What Does 2021 Hold for the Property Development Sector?
This article by Tom Forrest CEO of the Urban Taskforce is an interesting read.
The newspapers are full of bullish predictions for 2021 on the back of the development of a COVID vaccine and the expectation that President-Elect Joe Biden will be pumping up the economy with Federal Reserve cash.
There has been a lot of focus on economic policy over the past year and lots of promises have been made – particularly in the area of Planning reform in NSW.
The planning reform agenda has been informed by the NSW Productivity Commission Green Paper and its separate review into infrastructure contributions. Unfortunately, some in the planning space have resisted reform, a focus on efficiency and the acknowledgment of economic growth as the key objective of the planning system and the actors within it.

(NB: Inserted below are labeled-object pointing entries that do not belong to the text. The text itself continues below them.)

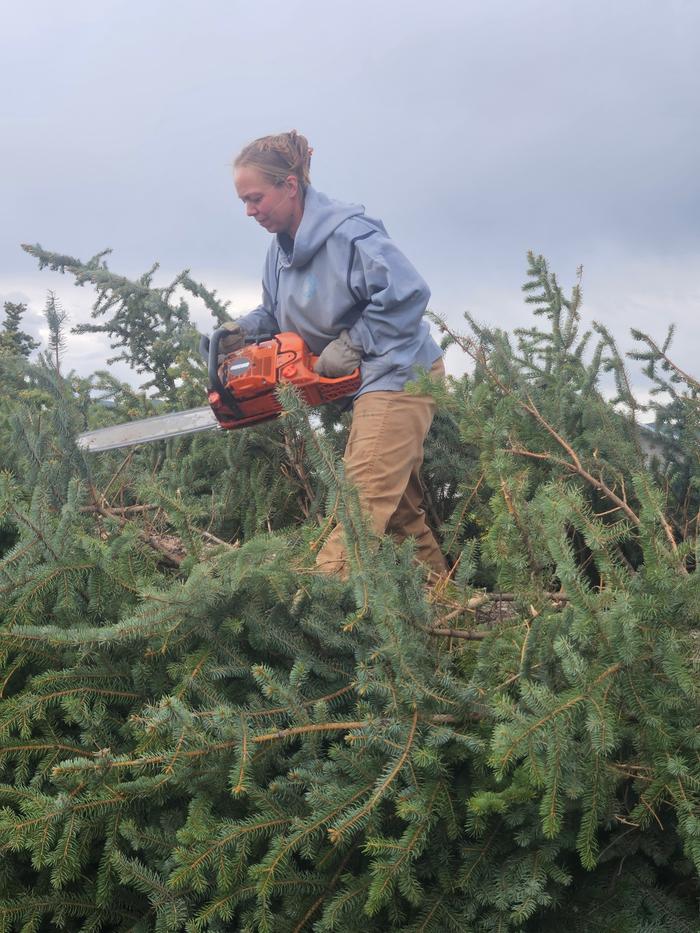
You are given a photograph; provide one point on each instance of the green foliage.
(200, 733)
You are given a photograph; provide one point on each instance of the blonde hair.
(277, 157)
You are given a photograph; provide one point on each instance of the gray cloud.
(477, 131)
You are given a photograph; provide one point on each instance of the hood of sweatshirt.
(322, 215)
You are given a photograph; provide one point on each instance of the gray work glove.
(233, 340)
(339, 358)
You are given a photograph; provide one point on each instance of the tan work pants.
(382, 459)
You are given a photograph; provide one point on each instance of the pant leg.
(409, 521)
(382, 459)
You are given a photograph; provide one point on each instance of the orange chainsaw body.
(249, 377)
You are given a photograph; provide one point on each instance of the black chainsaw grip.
(209, 348)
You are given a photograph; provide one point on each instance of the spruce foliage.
(200, 733)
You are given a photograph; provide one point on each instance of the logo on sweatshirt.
(309, 287)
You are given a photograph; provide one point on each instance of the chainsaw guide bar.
(241, 392)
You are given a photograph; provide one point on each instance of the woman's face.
(277, 208)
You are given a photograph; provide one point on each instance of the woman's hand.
(339, 358)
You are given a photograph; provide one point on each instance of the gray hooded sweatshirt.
(343, 272)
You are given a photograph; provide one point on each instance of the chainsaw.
(241, 391)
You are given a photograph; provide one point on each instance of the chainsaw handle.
(209, 348)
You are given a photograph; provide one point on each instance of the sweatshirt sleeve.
(395, 294)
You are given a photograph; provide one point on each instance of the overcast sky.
(476, 130)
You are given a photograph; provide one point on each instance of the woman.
(333, 276)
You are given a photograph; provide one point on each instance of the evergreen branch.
(336, 834)
(314, 727)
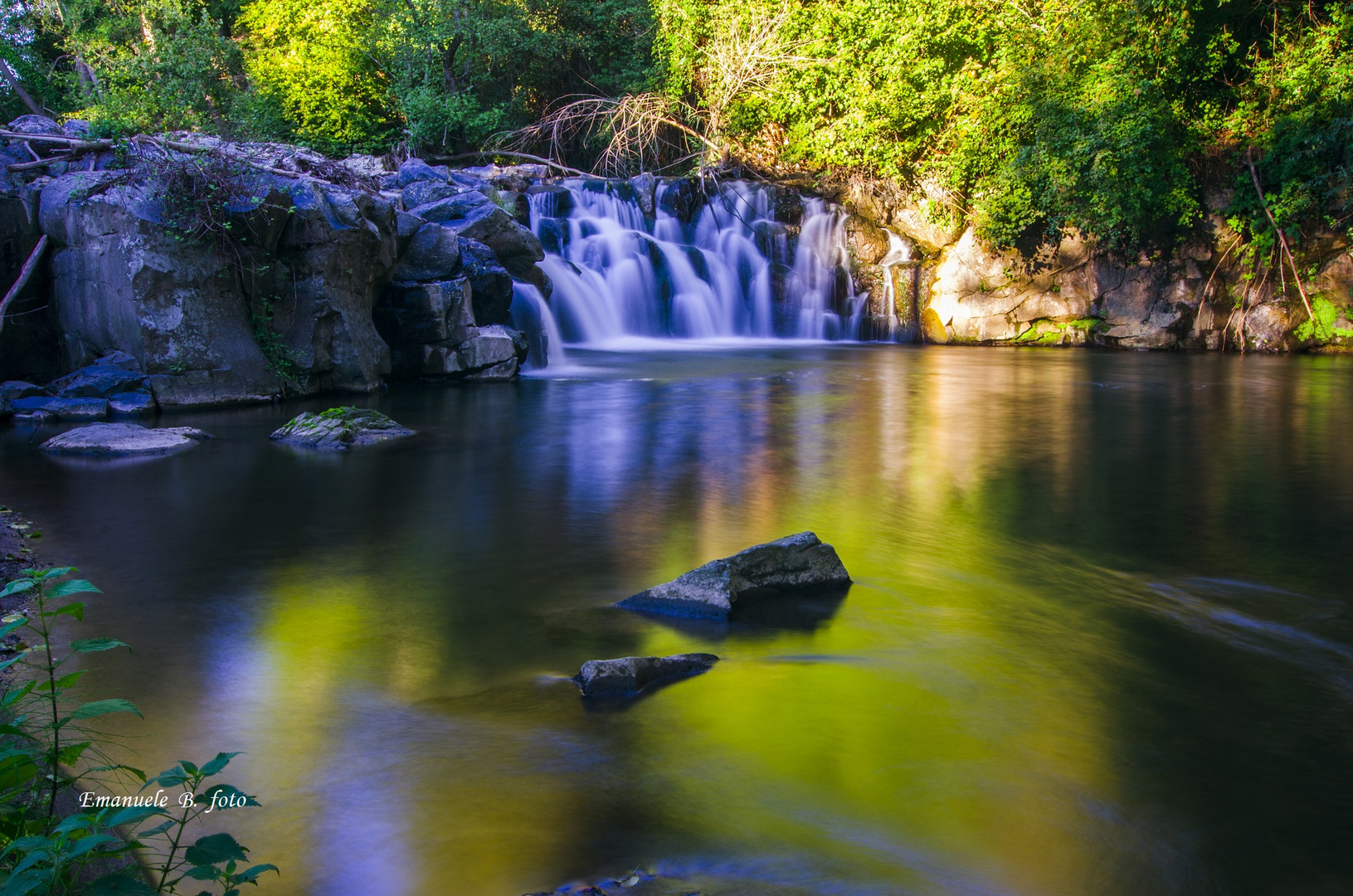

The key to success in 2021 will be holding the public servants and their political masters to the sensible commitments they made during the height of the COVID 19 Pandemic.
- Restoring immigration numbers to above pre-COVID levels and thus bolster the tax-payer base, stimulate demand for housing construction and boost economic growth
- Ensure the planning system (DPIE, Councils, independent panels, and the Courts) deliver more approvals, more constructions start, and more completions than are required – thus placing consistent downward pressure on prices for the first time since the 1980s
- Abolishing Stamp Duty and replacing it with a broad-based property tax (with savings provisions as proposed in the NSW Budget in November 2020)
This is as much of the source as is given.